Prendre de la bouteille…

Premier anniversaire de ce blog… Au-delà de la fierté d’avoir tenu la distance, d’avoir des lecteurs de plus en plus nombreux (35 000 pages lues par mois, excusez du peu !), je suis surtout content d’avoir pu lancer le débat. Oh, bien évidemment, à un tout petit niveau. Celui des amateurs de vins, des « tchateurs », des esprits curieux. Mais je rencontre chaque jour des gens qui me disent « bien, ton truc sur Internet » ou « t’es gonflé quand même d’écrire des machins pareils ». Et puis il y a les pros du blog, comme Jean-Luc Thunevin, qui me citent, ou d’éminents wine makers qui réagissent à mes articles. Bref, du trafic, de l’énergie, des idées qui circulent. C’était l’objectif de ce blog, et c’est vous qui l’avez rendu possible.

Merci à vous tous pour votre contribution, en lisant régulièrement d’abord, en réagissant ensuite, ça m’a donné des idées, m’a permis d’ajuster mon tir. Encouragé par vos commentaires, et les voix off qui s’enthousiasment ou s’indignent, je vais continuer. Même si on n’a pas la reconnaissance de la presse, comme le soulignait Patrick G. Surtout si on n’a pas la reconnaissance de la presse ! Au risque de me répéter, vos réactions, votre fidélité ont été pour moi plus importantes que toutes les récompenses : je me sentais incongru avec mes idées bizarres dans ce métier. Votre soutien a prouvé qu’il y a une autre voie, d’autres voix, pour tenter de faire survivre notre spécificité culturelle en la modernisant, en l’adaptant au monde actuel. Et pas en se crispant sur notre passé. Merci à vous tous d’avoir permis ce souffle de liberté sur le bordelais !
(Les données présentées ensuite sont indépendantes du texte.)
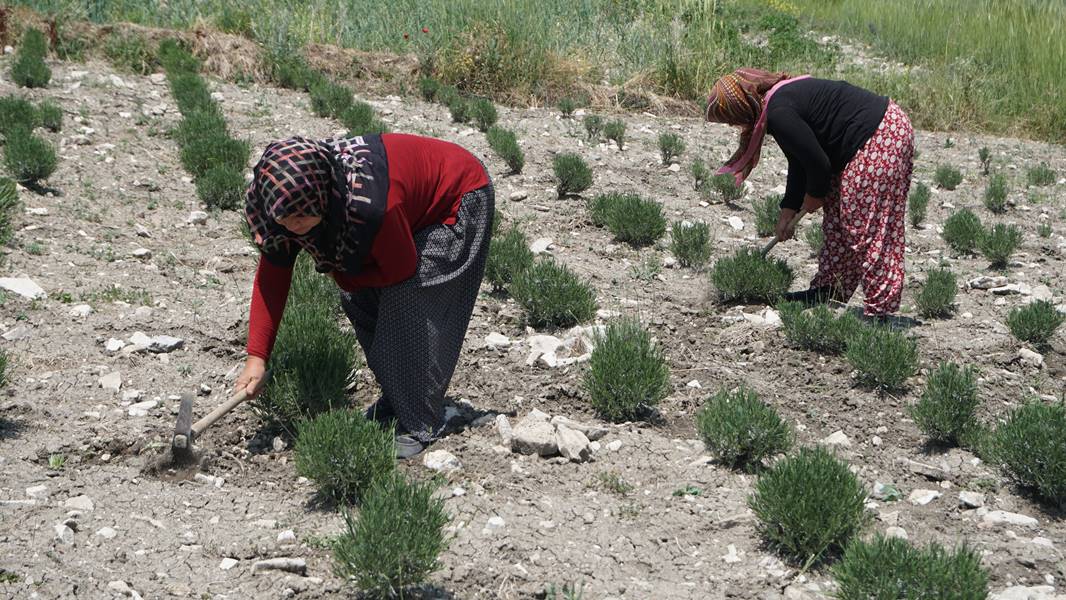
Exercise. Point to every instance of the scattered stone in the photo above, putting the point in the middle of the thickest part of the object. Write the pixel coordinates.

Mais j’ai envie d’aller plus loin encore : de vous donner la parole. De vous faire goûter des vins, à vous, amateurs, amoureux, et surtout consommateurs. Dans ce blog, je vous ai asséné mes trouvailles, vous certifiant que c’étaient là de belles bouteilles. Et si vous en jugiez par vous-mêmes ? Le principe serait relativement simple : on goûte 6 vins, dans une fourchette de prix maxi de 15€. 6 bouteilles que je vous ai choisies pour leur qualité, issues d’un travail acharné et de l’amour de la belle ouvrage. Des vins introuvables, ni médiatisés ni « notés », et qui s’arrachent à peine posés sur les rayons du supermarché, quand ils y ont accès. Avec comme seul parti pris celui du plaisir. Et si vous les aimez, vous pourrez en acheter, à prix producteur. Et je suis sur que vous allez aimer !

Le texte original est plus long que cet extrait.